The bribery scheme has resulted in sweeping arrests after a two-year investigation in the state’s biggest district. Meanwhile, Michigan’s governor has pledged millions in emergency funding to Detroit’s district, and lawmakers are figuring out how to fix its finances.

The charges related to the bribery scheme aren’t related to these measures. U.S. Attorney Barbara McQuade announced the charges in a press conference.

“The real victims in a case like this are the students and the families… the teachers and the educators who want to make a difference. A case like this is a real punch in the gut.”

At the center of the alleged crime is school supplies vendor Allstate Sales and its owner, Norman Shy, NBC News reported. His company sells auditorium chairs, supplemental teaching materials, and paper, among other items, and worked with numerous schools.

According to prosecutors, a dozen Detroit principals used Allstate as a supply vendor, but received money instead of supplies, the Detroit Free Press reported. The principals allegedly submitted fake invoices to the company for items the schools never received, and Shy paid up: some received as little as $4,000, others as much as $324,000.
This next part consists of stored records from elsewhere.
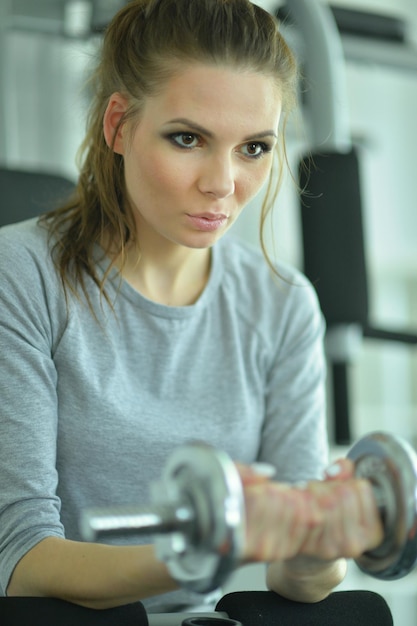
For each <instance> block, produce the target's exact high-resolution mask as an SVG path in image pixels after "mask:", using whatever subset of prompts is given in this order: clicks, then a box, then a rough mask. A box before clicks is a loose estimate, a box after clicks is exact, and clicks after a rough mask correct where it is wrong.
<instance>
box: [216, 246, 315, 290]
mask: <svg viewBox="0 0 417 626" xmlns="http://www.w3.org/2000/svg"><path fill="white" fill-rule="evenodd" d="M222 244H223V246H222V249H221V255H222V263H223V266H224V272H225V275H226V276H227V275H228V276H229V277H230V278H231V280H232V281H234V282H236V284H237V285H240V286H241V288H242V290H244V291H247V288H248V287H250V290H251V291H252V292H253V290H255V291H257V292H261V291H262V292H266V293H269V294H271V296H272V297H273V298H274V299H276V298H278V299H280V298H282V299H284V300H286V299H287V298H288V297H289V296H290V295H291V296H293V297H296V294H297V293H298V292H299V293H304V294H305V295H306V297H308V298H310V297H313V299H314V300H315V299H316V297H315V290H314V288H313V286H312V285H311V283H310V281H309V280H308V279H307V277H306V276H305V275H304V274H303V273H302V271H301V270H299V269H298V268H296V267H295V266H293V265H291V264H289V263H287V262H285V261H282V260H274V261H271V265H270V264H269V263H268V262H267V260H266V258H265V255H264V253H263V252H262V250H261V249H260V248H259V247H256V246H254V245H253V244H250V243H248V242H246V241H244V240H243V239H241V238H240V237H237V236H233V235H230V236H228V237H227V238H225V239H224V240H223V242H222Z"/></svg>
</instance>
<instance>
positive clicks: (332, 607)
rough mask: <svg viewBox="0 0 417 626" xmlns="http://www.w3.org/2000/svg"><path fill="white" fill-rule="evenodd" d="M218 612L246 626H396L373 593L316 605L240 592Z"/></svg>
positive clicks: (390, 616)
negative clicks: (275, 625) (393, 622)
mask: <svg viewBox="0 0 417 626" xmlns="http://www.w3.org/2000/svg"><path fill="white" fill-rule="evenodd" d="M216 611H225V612H226V614H227V615H228V616H229V617H231V618H233V619H235V620H238V621H241V622H242V623H243V624H244V626H272V625H277V626H301V625H304V626H335V624H337V626H352V625H353V624H354V625H355V626H372V624H378V626H393V618H392V615H391V611H390V609H389V607H388V604H387V603H386V601H385V600H384V598H382V597H381V596H380V595H379V594H377V593H373V592H371V591H337V592H333V593H331V594H330V595H329V596H328V597H327V598H326V599H325V600H322V601H321V602H315V603H313V604H308V603H304V602H294V601H292V600H288V599H287V598H283V597H282V596H280V595H278V594H276V593H274V592H273V591H237V592H234V593H228V594H227V595H225V596H224V597H223V598H222V599H221V600H220V601H219V602H218V604H217V606H216ZM151 626H152V625H151Z"/></svg>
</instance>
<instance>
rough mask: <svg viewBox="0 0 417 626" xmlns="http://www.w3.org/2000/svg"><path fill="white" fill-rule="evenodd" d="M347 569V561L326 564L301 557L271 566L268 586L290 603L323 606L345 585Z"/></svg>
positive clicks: (313, 558)
mask: <svg viewBox="0 0 417 626" xmlns="http://www.w3.org/2000/svg"><path fill="white" fill-rule="evenodd" d="M346 569H347V563H346V560H345V559H337V560H334V561H324V560H322V559H318V558H316V557H309V556H304V555H301V556H296V557H294V558H293V559H289V560H287V561H281V562H275V563H271V564H270V565H269V567H268V571H267V579H266V582H267V586H268V588H269V589H270V590H271V591H275V592H276V593H279V594H280V595H282V596H284V597H286V598H289V599H290V600H295V601H297V602H320V601H321V600H324V599H325V598H326V597H327V596H328V595H329V594H330V593H331V592H332V591H333V590H334V589H335V587H337V586H338V585H339V584H340V583H341V582H342V581H343V579H344V577H345V575H346Z"/></svg>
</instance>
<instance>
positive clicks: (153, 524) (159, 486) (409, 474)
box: [80, 432, 417, 593]
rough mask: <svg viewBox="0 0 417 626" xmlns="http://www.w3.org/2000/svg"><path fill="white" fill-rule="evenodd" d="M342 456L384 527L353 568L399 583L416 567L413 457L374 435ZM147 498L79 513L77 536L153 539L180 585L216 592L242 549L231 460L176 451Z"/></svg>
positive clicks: (377, 432) (236, 471)
mask: <svg viewBox="0 0 417 626" xmlns="http://www.w3.org/2000/svg"><path fill="white" fill-rule="evenodd" d="M348 458H350V459H351V460H352V461H353V462H354V464H355V475H356V476H357V477H360V478H364V479H367V480H369V481H370V483H371V485H372V488H373V493H374V496H375V499H376V502H377V505H378V509H379V511H380V514H381V520H382V523H383V527H384V539H383V541H382V543H381V545H380V546H378V547H377V548H375V549H374V550H371V551H369V552H366V553H364V554H363V555H362V556H361V557H359V558H358V559H357V560H356V563H357V565H358V567H359V568H360V569H361V570H362V571H363V572H365V573H366V574H369V575H371V576H373V577H376V578H379V579H382V580H392V579H397V578H401V577H403V576H405V575H406V574H408V573H409V571H410V570H411V569H412V568H413V567H414V565H415V563H416V561H417V537H416V531H417V504H416V503H417V455H416V453H415V452H414V450H413V449H412V447H411V446H410V445H409V444H408V443H407V442H406V441H404V440H402V439H400V438H398V437H395V436H393V435H391V434H386V433H381V432H376V433H372V434H370V435H368V436H366V437H364V438H363V439H361V440H359V441H358V442H357V443H356V444H355V445H354V446H353V447H352V448H351V450H350V451H349V453H348ZM151 496H152V497H151V501H152V504H151V505H150V506H149V507H136V506H134V507H128V508H126V507H121V508H120V507H119V508H117V507H112V508H104V509H91V510H87V511H84V513H83V514H82V517H81V522H80V528H81V533H82V536H83V538H84V539H85V540H87V541H96V540H97V539H98V538H100V537H106V536H111V535H116V536H120V535H129V534H130V535H145V534H152V535H155V545H156V551H157V555H158V557H159V558H160V559H161V560H163V561H164V562H165V563H166V565H167V566H168V569H169V570H170V572H171V574H172V576H173V577H174V578H175V580H177V581H178V583H179V584H180V585H181V586H182V587H184V588H188V589H191V590H193V591H197V592H200V593H204V592H208V591H212V590H214V589H216V588H217V587H220V586H221V585H222V584H223V583H224V582H225V580H226V579H227V578H228V576H229V575H230V574H231V573H232V572H233V570H234V569H235V568H236V567H238V565H239V564H240V563H241V561H242V555H243V550H244V540H245V509H244V495H243V488H242V484H241V480H240V476H239V473H238V471H237V469H236V466H235V464H234V463H233V461H232V460H231V459H230V458H229V457H228V455H227V454H226V453H224V452H222V451H220V450H217V449H214V448H212V447H211V446H208V445H206V444H203V443H198V442H196V443H190V444H187V445H185V446H182V447H180V448H177V449H176V450H175V451H174V453H173V454H172V455H171V457H170V458H169V459H168V461H167V464H166V466H165V468H164V470H163V473H162V477H161V479H160V480H159V481H158V482H157V483H155V484H154V485H153V486H152V490H151Z"/></svg>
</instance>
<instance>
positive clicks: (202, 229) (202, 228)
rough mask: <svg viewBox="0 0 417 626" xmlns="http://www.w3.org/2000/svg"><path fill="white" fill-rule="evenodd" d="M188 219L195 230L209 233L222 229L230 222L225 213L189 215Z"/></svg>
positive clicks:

He did this in secret with principals for 13 years, conducted $2.7 million in business with the district, and ultimately conned schools out of $908,000 in kickbacks. The bribery scheme was gradually uncovered starting two years ago, when an agency formed by the state to help its troubled schools, the Education Achievement Authority, conducted an audit.

The audit ultimately landed one principal in hot water. Two months ago, that woman — Kenyetta Wilbourn Snapp — pleaded guilty to bribery and agreed to cooperate in the prosecution of other principals.

It’s not clear if the new charges against other Detroit principals are a result of this arrangement.

Media reports have focused on one principal and assistant superintendent named Clara Flowers, 61. She and Shy partnered from February, 2009, to January, 2015. As part of her job, Flowers selected vendors and ordered materials for more than one school, and ultimately took home more than $300,000.

In his bribery arrangement with Flowers, Shy allegedly noted their transactions in a ledger that reminded him how much she was owed in kickbacks. The money was paid via checks to contractors working on her home, to her personal business, and prepaid gift cards.

Attorneys for the Detroit principals haven’t responded to media requests for comment. Defense lawyer Doraid Elder asked the public to focus on the good his client, principal Stanley Johnson, 62, has done in Detroit’s embattled schools. Johnson allegedly accepted $84,170 in kickbacks; he submitted invoices to Shy, and got money instead of goods through sham companies.

“Let’s not rush to judgment. These are merely allegations. I don’t want people to forget that he’s put over two decades of his heart and soul into giving kids the best education possible. At times, he’s reached in his own pocket and paid for things to help get the kids certain resources that they normally would not be able to get. He’s had decades of a stellar record.”

Six of the principals are current district employees (and have been placed on unpaid leave and replaced with interim leaders) and the rest were formerly employed there. The defendants are cooperating, their charges coming not by grand jury indictment, but through a document that may indicate a plea deal is imminent.

McQuade had the following to say.

“It may seem easy to take a bribe, but it’s also easy to get caught… and we will hold you and make you accountable.”